The Jellyfish data makes the cost concrete. If 70-90% of accepted AI-generated code needs revision, and your engineers are producing 2x the volume, your team is not 2x more productive. Your team is producing 2x the output that needs to be revised. You have doubled the work without doubling the value.

The revision cycle is invisible in most dashboards. PR counts go up. Story velocity goes up. Sprint completion rates go up. Every metric that a manager reports to leadership improves. But six months later, the codebase is harder to maintain, the bug count is higher, and the senior engineers are spending their time cleaning up AI-generated code instead of building new features.

This is not a prediction. This is what Jellyfish measured across 7,548 engineers.

What Comes After the Fad

The leaderboards are already being scrapped. Meta killed Claudeonomics. Amazon killed Kiro Rank. The Seoul Economic Daily reported that Big Tech is broadly moving away from AI usage leaderboards amid the tokenmaxxing backlash.

What replaces them matters more than what they measured.

The right metric is not tokens consumed. It is not PRs merged. It is not code acceptance rate. It is value delivered per token spent.

Value delivered is hard to measure. That is why everyone defaults to token counts,they are easy. But easy metrics that measure the wrong thing are worse than no metrics at all because they actively drive bad behavior.

The organizations that figure this out will measure outcomes, not consumption. They will track: how many production incidents did this code cause? How many times did this code get revised after merge? How long did it take from prompt to production-ready code, including all revision cycles? What is the total cost of ownership of this feature, including the AI costs, the review time, and the maintenance burden?

These are harder to instrument. They require connecting the AI usage data to the production data to the incident data. Most organizations cannot do this today. But the ones that build this instrumentation will have an actual picture of AI productivity instead of a leaderboard that measures waste.

The Zero Waste Manifesto

Token maxxing is a fad. It is already dying. The organizations that embraced it are already walking it back.

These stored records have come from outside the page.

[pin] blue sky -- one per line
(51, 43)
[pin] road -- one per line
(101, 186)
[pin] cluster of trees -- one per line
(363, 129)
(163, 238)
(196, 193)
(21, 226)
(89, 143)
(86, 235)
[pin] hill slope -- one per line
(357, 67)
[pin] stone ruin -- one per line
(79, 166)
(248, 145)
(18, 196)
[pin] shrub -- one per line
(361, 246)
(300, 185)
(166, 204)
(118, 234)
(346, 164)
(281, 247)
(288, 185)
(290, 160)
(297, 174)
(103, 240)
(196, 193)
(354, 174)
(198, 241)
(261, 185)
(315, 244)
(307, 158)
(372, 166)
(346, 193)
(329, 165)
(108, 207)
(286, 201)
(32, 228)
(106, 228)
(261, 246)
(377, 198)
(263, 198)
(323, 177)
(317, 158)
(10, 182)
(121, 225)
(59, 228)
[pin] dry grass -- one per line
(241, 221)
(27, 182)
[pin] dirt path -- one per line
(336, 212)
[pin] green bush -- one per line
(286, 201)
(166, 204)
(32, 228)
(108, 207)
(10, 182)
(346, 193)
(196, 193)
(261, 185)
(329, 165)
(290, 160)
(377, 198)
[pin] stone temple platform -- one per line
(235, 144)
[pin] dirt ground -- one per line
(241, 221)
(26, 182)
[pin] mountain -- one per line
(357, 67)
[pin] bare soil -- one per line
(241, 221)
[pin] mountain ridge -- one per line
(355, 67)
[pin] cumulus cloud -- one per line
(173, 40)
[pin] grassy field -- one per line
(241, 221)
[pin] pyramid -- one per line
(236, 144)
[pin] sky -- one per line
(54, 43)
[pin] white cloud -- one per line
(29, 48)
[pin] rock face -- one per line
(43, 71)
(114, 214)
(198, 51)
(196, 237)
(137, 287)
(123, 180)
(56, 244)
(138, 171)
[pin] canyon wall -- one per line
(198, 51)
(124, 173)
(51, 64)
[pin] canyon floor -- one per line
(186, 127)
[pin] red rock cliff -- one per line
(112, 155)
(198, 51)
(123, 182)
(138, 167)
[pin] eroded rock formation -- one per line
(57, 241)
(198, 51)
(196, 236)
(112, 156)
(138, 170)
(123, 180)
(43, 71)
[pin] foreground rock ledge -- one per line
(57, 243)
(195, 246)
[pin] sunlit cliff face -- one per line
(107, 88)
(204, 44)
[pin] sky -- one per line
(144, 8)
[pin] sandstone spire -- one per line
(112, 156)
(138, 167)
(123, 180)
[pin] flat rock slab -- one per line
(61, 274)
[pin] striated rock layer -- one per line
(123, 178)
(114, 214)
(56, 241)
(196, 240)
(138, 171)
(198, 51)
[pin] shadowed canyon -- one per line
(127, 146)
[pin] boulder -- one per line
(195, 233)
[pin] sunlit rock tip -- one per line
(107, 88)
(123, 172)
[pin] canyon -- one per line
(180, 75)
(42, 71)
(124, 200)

What survives is the opposite: zero waste engineering. Intentional prompting. Specification-driven development. QA-driven validation. Intelligent model routing.

The best engineer on your team is not the one at the top of the token leaderboard. It is the one who ships reliable, maintainable code using exactly as many tokens as the problem requires and not one more.

Half your salary on tokens is not a productivity strategy. It is a Nvidia sales pitch dressed up as engineering wisdom.

The companies that win the agentic era will not be the ones that burned the most tokens. They will be the ones that turned tokens into outcomes with the least waste and the clearest intent.

Code with intent. Prompt with precision. Ship what matters. And stop measuring the wrong thing.